Chikankari Embroidery: This embroidery is popular in the city of Lucknow, Uttar Pradesh in India. In the earlier days, this embroidery was on muslin cloth with white thread. Modern Chikankari however is done on various fabrics including cotton, linen nylon, georgette, chiffon and synthetic fabrics. Even curtains, bed sheets, table cloths, pillow covers and cushion covers are tastefully decorated with this type of embroidery. Usually floral motifs are popular in this art work. The various stitches used in this kind of embroidery include chain stitch, buttonhole stitch, French knots and running stitch. The three main types of Chikankari stitches include Jali work, Flat stitches, and Embossed stitches. This embroidery is highly favored and in demand in the western countries.
Banjara Embroidery: Banjaras are mainly the tribal communities of India who have developed a typical embroidery style characteristic of their cultures, traditions and tastes. The distinct feature of their embroidery is mirror work and/or bead work. Shells and other colorful threads are also incorporated as embellishments. The most common creations of this embroidery include ghagras, (traditional skirt like attire), blouses, men’s jackets, bags, bed covers, wall hangings, belts and other décor items.
Kashmiri Embroidery: This style of embroidery is also called “Kashida” is common to the state of Kashmir and uses different embroidery stitches to create patterns of flowers, creepers and chinar leaves, mango etc.

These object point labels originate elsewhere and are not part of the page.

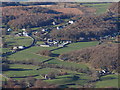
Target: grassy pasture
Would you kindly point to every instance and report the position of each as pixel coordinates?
(100, 8)
(19, 41)
(75, 46)
(108, 81)
(68, 64)
(70, 80)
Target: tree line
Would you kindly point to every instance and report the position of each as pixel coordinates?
(101, 56)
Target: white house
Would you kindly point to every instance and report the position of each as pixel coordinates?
(20, 47)
(15, 48)
(43, 45)
(25, 34)
(70, 22)
(53, 23)
(24, 29)
(58, 28)
(9, 30)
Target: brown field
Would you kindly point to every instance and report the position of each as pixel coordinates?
(69, 11)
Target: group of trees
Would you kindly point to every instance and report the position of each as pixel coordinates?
(99, 56)
(88, 27)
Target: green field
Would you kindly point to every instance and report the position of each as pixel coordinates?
(18, 41)
(75, 46)
(68, 64)
(100, 8)
(21, 71)
(108, 81)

Generally a cool color like white or crème is taken as the base cloth in wool or cotton.
Phulkari Embroidery: This type of embroidery essentially comprises of floral motifs and is traditional art embroidery of Punjab. Veils or “dupattas”, home furnishings specially wall hangings, sofa covers and other soft furnishings are decorated with style of embroidery. The history of this embroidery style can be traced back to 2000 years back. Usually it is done on khadi cloth using the silk floss yarn called ‘pat’.